Sérieusement

Version imprimablepublié par Louis-Thomas Leguerrier le 22 janvier 2013

Notre rapport au sérieux porte la marque du monde renversé. Alors que le ridicule, l'ironie et la complicité avec la niaiserie ambiante sont partout reçus avec le plus grand sérieux, la parole qui prend elle-même les choses au sérieux, pour laquelle les idées sont plus que les ornements d'une posture, apparaît comme ridicule. Quoi de plus banal, aujourd'hui, que d'affirmer ne pas se prendre au sérieux. Qui veut être entendu doit savoir se distancier de son propos, pour éviter d'avoir l'air de lui donner trop d'importance. La nouvelle conception de la solidarité, proposée par l'idéologie postmoderne pour remplacer celle ― jugée beaucoup trop sérieuse ― qui impliquait un positionnement dans la lutte des classes, consiste à afficher fièrement le désir de ne jamais s'élever au-dessus de la mêlée.

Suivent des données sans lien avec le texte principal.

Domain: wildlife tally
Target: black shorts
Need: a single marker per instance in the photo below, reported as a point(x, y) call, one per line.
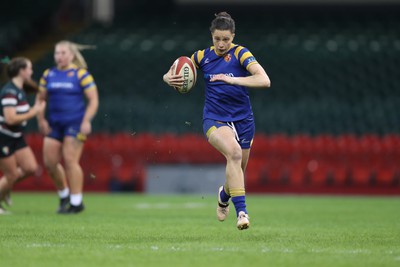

C'est à qui est le plus modeste, le plus conscient de sa place dans la hiérarchie des minables. 

Il est révolu, le temps où on faisait l'Histoire avec nos paroles. L'Histoire, on ne la fait plus, on la commente, on la tient à distance. Allez donc essayer, aujourd'hui, de vous réclamer de l'Histoire, de son sérieux inébranlable, on aura vite fait de vous ramener sur terre : l'Histoire, c'est pour les pédants et les élitistes. Si on est pour en parler, qu'on le fasse au moins en avouant dès le départ l'insignifiance absolue, face à elle et à ses protagonistes décédés, de nos petites paroles. 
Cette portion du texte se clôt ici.